Lithuania blames Russia for parcels of explosives sent to Europe  - 1

Russia is behind parcels of explosives sent from Lithuania to European countries, said an adviser to the Lithuanian president, quoted by Reuters and BTA.

Western governments and security services have previously pointed to Moscow as the source of a number of fires and acts of sabotage in Europe aimed at destabilizing Ukrainian allies.

The Polish newspaper “ Gazeta Wyborcha“ reported in October that shipments of explosives that caused fires at courier warehouses in Britain, Germany and Poland in July had left Lithuania.

Britain and Germany are investigating shipments that caught fire at warehouses in Birmingham and Leipzig. Berlin reported that a shipment on a cargo plane caught fire, but a plane crash was avoided.

“We are telling our allies that this is not an accident, it is part of military operations,” Kestutis Budris, adviser to the Lithuanian president, told the “Zinyu” radio.

Budris's comments are the first time a Lithuanian official has publicly accused Russian military intelligence of responsibility for a specific act of sabotage.

Reuters was unable to reach Budris for comment, and the Russian government did not respond to requests for comment either, the news agency said.

The Polish newspaper reported that a parcel caught fire in a truck at a courier company site near the capital Warsaw.

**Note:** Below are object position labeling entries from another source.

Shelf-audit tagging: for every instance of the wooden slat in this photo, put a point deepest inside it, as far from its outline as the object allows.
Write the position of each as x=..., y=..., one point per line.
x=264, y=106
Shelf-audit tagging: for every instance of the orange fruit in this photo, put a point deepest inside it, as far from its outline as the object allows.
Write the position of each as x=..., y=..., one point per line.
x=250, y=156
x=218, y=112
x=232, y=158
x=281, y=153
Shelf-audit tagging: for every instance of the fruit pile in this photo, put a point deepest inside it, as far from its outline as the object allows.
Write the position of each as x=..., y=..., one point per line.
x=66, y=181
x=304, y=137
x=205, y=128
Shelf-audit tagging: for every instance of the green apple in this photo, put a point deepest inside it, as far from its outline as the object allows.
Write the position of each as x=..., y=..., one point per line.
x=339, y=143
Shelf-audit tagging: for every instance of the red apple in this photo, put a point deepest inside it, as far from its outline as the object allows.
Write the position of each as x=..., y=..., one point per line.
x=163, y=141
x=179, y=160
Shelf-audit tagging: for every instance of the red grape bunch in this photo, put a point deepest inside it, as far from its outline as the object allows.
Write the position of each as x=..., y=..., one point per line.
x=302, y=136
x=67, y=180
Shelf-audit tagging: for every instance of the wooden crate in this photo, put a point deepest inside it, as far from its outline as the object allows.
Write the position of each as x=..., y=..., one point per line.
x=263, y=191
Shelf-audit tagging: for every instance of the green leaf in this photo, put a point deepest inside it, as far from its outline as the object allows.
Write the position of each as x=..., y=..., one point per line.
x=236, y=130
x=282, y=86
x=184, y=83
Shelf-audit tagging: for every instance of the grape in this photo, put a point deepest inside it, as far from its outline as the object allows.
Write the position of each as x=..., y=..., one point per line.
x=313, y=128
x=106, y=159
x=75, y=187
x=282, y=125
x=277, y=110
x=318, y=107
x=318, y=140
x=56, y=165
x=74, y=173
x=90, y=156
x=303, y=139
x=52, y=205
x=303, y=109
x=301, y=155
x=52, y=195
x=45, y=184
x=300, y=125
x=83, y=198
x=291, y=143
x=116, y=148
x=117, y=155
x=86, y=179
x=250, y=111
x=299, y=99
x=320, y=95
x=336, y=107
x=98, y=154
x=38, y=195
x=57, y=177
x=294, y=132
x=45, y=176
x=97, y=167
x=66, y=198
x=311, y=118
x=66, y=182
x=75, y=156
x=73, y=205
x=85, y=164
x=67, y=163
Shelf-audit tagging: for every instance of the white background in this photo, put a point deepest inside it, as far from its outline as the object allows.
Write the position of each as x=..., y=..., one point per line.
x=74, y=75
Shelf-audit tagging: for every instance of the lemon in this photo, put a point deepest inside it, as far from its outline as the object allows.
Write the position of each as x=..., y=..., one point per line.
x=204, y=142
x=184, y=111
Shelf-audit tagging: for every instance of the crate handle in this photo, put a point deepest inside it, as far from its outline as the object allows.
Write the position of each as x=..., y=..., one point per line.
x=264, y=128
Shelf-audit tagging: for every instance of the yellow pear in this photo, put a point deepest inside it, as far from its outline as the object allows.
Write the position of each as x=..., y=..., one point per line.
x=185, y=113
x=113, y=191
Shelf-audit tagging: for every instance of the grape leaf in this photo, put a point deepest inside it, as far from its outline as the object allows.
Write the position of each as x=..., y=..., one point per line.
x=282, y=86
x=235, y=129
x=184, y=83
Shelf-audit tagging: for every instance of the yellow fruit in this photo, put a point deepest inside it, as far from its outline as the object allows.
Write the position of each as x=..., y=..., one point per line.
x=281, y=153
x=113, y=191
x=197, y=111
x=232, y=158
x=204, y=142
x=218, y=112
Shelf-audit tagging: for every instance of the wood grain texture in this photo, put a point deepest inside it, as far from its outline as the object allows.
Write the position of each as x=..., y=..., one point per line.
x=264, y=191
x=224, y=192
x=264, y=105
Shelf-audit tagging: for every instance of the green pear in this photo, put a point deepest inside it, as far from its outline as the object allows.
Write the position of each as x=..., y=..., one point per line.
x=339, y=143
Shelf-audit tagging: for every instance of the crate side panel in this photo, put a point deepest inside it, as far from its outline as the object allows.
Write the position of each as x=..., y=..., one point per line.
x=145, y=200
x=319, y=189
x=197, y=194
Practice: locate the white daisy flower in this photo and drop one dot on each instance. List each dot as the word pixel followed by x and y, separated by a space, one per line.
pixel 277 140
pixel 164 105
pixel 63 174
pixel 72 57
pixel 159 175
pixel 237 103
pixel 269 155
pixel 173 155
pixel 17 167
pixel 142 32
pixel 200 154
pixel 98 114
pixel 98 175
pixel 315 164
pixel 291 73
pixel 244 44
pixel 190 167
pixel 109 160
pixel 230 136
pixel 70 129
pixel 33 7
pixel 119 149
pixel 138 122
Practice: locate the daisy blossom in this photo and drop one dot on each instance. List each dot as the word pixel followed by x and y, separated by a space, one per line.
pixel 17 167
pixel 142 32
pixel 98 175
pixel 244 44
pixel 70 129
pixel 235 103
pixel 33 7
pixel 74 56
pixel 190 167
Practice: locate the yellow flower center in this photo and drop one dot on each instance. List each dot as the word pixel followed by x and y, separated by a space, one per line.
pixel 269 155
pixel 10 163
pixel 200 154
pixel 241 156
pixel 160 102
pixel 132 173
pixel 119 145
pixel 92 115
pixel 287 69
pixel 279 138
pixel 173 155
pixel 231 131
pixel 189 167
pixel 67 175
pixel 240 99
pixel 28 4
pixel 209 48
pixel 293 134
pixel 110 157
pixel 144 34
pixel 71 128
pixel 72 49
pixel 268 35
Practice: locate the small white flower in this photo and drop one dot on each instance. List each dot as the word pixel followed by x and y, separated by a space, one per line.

Poland said in October it had detained four people to investigate shipments of explosives sent by courier to European Union member states and Britain. Authorities in Warsaw suspect the existence of a conspiracy, which ultimately aimed to send such shipments to the United States and Canada.

Poland also closed the Russian consulate in Poznan due to suspicions of Russian sabotage attempts. The director-general of Britain's MI5 counterintelligence agency, Ken McCallum, said in October that Russia's military intelligence (GRU) was trying to create "chaos" on the streets of the UK and Europe.